Como esses medicamentos ocorrem naturalmente, a patenteabilidade é mínima e os fabricantes que buscam a aprovação da FDA provavelmente receberão apenas 5 anos de exclusividade concedida às aprovações de novos medicamentos (contra genéricos). As lacunas no financiamento foram preenchidas por organizações sem fins lucrativos, como a Associação Multidisciplinar de Estudos Psicodélicos (MAPS), o Instituto Usona e o Instituto de Pesquisa Heffter.

A pesquisa psicodélica tem sido tradicionalmente negligenciada pela indústria farmacêutica. Uma combinação de estudos clínicos anedóticos e recentes demonstrou potenciais terapias modificadoras da doença de psicodélicos.

A psicoterapia assistida por psilocibina tem sido eficaz no tratamento da depressão, ansiedade em pacientes com câncer e depressão resistente ao tratamento. O interesse renovado na pesquisa da psilocibina é assediado por vários anos de dormência científica, que deixaram muitas perguntas sem resposta sobre o mecanismo de ação e farmacologia.

Pesquisa psicodélica

A pesquisa psicodélica tem um benefício terapêutico potencial para a sociedade, mas exigirá um grande investimento e, dada a estigmatização histórica persistente, será imperativo que o financiamento e a advocacia vá além das organizações sem fins lucrativos.

A situação tem semelhança com o mercado de medicamentos órfãos, que recebeu incentivos do FDA por tratar de doenças negligenciadas pela indústria farmacêutica. O número de medicamentos órfãos aprovados e em desenvolvimento disparou desde que esses incentivos foram promulgados.

A terapia psicodélica está em uma situação semelhante, mas carece de tal incentivo.
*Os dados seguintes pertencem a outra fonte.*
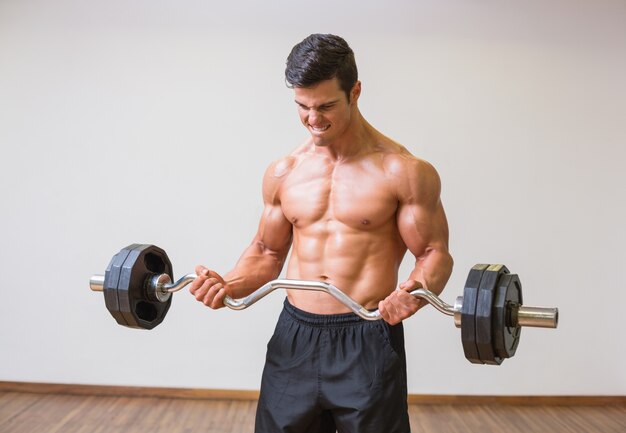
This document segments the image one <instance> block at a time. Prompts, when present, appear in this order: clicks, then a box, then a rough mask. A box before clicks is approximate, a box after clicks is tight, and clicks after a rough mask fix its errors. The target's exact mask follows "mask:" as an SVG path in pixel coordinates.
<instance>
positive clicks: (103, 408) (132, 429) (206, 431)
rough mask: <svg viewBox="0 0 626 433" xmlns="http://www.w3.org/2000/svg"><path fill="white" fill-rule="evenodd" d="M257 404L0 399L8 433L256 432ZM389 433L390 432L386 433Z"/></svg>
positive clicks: (415, 427) (586, 409)
mask: <svg viewBox="0 0 626 433" xmlns="http://www.w3.org/2000/svg"><path fill="white" fill-rule="evenodd" d="M255 407H256V402H255V401H253V400H197V399H196V400H194V399H180V398H175V399H167V398H149V397H114V396H81V395H64V394H36V393H28V392H10V391H9V392H2V391H0V433H33V432H46V433H79V432H80V433H99V432H103V433H104V432H107V433H116V432H120V433H122V432H123V433H145V432H150V433H159V432H163V433H192V432H202V433H244V432H252V431H253V426H254V411H255ZM409 412H410V416H411V428H412V431H413V433H420V432H437V433H448V432H449V433H456V432H459V433H468V432H481V433H492V432H493V433H496V432H497V433H517V432H519V433H534V432H541V433H545V432H550V433H561V432H562V433H566V432H567V433H578V432H580V433H594V432H601V433H613V432H615V433H625V432H626V407H624V406H623V405H615V406H584V405H583V406H579V405H576V406H536V405H534V406H527V405H515V404H473V405H463V404H439V405H416V404H412V405H410V409H409ZM381 433H384V432H381Z"/></svg>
Será um aspecto crucial para ajudar a remover as barreiras regulatórias envolvidas na pesquisa básica e clínica e na estigmatização desses medicamentos. A compreensão/aceitação social da pesquisa terapêutica com psilocibina é vaga, e os pesquisadores estão reintroduzindo cuidadosamente a pesquisa psicodélica no paradigma científico moderno. O número de medicamentos órfãos aprovados e em desenvolvimento disparou desde que esses incentivos foram promulgados. A terapia psicodélica está em uma situação semelhante, mas carece de tal incentivo. Será um aspecto crucial para ajudar a remover as barreiras regulatórias envolvidas na pesquisa básica e clínica e na estigmatização desses medicamentos.

Psilocibina no futuro

Psilocibina no futuro

O futuro da pesquisa psicodélica terapêutica em geral e da psilocibina em particular possui um enorme potencial para salvar vidas e atender às necessidades médicas não atendidas em todo o mundo. As vendas dos 12 medicamentos psiquiátricos mais vendidos nos Estados Unidos (junho de 2013 a junho de 2014) foram estimadas pela empresa de pesquisa IMS em US$ 23 bilhões, apesar das inúmeras responsabilidades e da eficácia abaixo do esperado desses medicamentos.

A promessa da terapêutica com psilocibina chamou a atenção da FDA e da EMA. Por exemplo, a FDA recentemente designou a psilocibina e o MDMA como “Terapias Inovadoras” para depressão resistente ao tratamento e transtorno de estresse pós-traumático, respectivamente, um status reservado para medicamentos que apresentam vantagens sobre as opções atuais para condições graves ou com risco de vida.